Next step is to make predictions

In [138]:
def predict(ratings, similarity, type='user'):
    if type == 'user':
        mean_user_rating = ratings.mean(axis=1)
        #You use np.newaxis so that mean_user_rating has same format as ratings
        ratings_diff = (ratings - mean_user_rating[:, np.newaxis]) 
        pred = mean_user_rating[:, np.newaxis] + similarity.dot(ratings_diff) / np.array([np.abs(similarity).sum(axis=1)]).T
    elif type == 'item':
        pred = ratings.dot(similarity) / np.array([np.abs(similarity).sum(axis=1)])     
    return pred

In [139]:
item_prediction = predict(train_data_matrix, item_similarity, type='item')
user_prediction = predict(train_data_matrix, user_similarity, type='user')

### Evaluation
There are many evaluation metrics but one of the most popular metric used to evaluate accuracy of predicted ratings is *Root Mean Squared Error (RMSE)*.

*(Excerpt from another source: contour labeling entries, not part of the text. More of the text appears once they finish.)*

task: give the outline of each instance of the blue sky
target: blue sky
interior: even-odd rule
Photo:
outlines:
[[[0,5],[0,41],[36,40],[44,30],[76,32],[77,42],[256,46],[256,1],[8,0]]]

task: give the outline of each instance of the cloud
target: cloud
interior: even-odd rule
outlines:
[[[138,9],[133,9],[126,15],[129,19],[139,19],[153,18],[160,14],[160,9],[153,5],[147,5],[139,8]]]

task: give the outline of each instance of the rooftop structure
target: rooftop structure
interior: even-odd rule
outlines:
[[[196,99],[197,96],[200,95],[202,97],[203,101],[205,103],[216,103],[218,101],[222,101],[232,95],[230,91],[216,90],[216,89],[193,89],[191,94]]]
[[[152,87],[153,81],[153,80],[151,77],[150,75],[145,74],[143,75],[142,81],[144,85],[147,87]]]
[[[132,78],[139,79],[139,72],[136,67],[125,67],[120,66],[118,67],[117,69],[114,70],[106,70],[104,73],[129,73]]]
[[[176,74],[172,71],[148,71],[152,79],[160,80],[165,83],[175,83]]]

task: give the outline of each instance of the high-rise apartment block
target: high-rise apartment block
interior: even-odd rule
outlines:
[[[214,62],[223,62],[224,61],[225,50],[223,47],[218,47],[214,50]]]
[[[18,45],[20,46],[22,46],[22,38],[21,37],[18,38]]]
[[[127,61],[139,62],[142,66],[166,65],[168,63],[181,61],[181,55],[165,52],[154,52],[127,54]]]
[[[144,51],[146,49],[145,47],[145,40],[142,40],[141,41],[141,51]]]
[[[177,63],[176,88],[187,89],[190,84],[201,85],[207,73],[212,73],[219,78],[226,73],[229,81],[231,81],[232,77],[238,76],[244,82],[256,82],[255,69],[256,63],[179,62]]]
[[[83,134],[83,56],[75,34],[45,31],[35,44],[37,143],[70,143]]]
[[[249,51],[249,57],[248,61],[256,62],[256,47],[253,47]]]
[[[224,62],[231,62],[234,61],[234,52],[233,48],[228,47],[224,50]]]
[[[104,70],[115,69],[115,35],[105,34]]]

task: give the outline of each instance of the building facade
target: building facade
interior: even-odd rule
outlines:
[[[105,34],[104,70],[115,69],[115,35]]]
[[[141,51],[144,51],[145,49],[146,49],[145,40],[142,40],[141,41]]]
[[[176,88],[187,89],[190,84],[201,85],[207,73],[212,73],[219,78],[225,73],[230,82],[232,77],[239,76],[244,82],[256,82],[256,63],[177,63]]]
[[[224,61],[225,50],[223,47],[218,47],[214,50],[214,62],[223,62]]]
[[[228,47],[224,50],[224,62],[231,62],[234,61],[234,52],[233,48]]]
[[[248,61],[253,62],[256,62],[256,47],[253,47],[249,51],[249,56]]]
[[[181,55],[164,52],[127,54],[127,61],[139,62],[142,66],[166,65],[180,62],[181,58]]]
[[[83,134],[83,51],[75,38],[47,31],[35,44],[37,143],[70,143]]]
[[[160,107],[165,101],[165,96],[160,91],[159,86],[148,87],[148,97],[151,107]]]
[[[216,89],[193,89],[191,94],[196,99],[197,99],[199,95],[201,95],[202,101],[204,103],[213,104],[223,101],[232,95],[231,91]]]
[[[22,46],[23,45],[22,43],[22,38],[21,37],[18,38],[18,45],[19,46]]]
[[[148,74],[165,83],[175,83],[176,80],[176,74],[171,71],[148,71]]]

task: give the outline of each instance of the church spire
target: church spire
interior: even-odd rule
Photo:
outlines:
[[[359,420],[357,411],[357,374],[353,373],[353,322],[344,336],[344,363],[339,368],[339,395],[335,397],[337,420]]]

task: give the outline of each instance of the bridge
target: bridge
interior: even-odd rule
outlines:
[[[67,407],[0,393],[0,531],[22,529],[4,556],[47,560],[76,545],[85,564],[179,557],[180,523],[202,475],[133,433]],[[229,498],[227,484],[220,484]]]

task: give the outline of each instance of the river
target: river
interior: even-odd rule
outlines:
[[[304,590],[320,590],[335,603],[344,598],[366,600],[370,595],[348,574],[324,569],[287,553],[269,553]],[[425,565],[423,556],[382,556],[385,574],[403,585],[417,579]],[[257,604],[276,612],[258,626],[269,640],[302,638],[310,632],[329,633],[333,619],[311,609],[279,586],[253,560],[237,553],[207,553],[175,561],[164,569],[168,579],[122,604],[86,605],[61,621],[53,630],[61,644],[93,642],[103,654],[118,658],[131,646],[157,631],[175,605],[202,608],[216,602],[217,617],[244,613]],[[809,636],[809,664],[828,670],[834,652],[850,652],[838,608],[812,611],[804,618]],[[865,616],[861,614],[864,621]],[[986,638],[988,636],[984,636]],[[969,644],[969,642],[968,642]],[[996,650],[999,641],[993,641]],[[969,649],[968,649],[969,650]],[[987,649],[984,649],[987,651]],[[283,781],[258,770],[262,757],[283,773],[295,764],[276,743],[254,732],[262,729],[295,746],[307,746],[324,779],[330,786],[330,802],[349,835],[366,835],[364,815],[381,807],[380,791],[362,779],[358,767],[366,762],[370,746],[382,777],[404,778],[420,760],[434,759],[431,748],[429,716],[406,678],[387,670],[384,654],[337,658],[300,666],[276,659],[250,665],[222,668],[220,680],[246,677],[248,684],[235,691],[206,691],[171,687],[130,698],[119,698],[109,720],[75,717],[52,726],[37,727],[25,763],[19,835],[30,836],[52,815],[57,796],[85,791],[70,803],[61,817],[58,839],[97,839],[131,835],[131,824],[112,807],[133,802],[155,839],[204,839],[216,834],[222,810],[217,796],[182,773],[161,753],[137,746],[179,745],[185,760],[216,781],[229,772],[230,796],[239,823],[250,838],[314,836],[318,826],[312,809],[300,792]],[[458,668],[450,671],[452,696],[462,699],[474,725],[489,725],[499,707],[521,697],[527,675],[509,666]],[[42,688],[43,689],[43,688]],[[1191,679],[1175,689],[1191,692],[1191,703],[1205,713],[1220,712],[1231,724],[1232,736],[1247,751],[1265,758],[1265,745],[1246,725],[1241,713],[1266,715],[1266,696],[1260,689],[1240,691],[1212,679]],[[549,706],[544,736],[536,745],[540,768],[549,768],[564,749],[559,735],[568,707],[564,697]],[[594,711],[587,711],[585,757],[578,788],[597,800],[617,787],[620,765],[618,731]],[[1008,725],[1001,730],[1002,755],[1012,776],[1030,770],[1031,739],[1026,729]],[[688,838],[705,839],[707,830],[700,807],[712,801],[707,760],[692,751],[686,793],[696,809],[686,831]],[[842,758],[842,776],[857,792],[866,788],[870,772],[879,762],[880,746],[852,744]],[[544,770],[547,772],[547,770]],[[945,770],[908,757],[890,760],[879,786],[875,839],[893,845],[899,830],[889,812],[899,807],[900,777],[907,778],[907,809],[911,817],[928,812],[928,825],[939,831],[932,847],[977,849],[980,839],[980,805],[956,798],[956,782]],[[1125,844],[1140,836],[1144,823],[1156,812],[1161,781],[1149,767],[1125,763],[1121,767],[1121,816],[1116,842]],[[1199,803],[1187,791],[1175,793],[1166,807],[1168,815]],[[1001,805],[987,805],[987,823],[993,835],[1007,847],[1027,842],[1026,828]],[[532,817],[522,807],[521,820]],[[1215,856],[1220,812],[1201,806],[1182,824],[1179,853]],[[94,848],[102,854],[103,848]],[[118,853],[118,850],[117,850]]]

Since you only want to consider predicted ratings that are in the test dataset, you filter out all other elements in the prediction matrix with `prediction[ground_truth.nonzero()]`. 

In [140]:
from sklearn.metrics import mean_squared_error
from math import sqrt
def rmse(prediction, ground_truth):
    prediction = prediction[ground_truth.nonzero()].flatten() 
    ground_truth = ground_truth[ground_truth.nonzero()].flatten()
    return sqrt(mean_squared_error(prediction, ground_truth))

In [141]:
print('User-based CF RMSE: ' + str(rmse(user_prediction, test_data_matrix)))
print('Item-based CF RMSE: ' + str(rmse(item_prediction, test_data_matrix)))

User-based CF RMSE: 7.67468767925931
Item-based CF RMSE: 7.674095573847378


### Both the approach yield almost same result

# End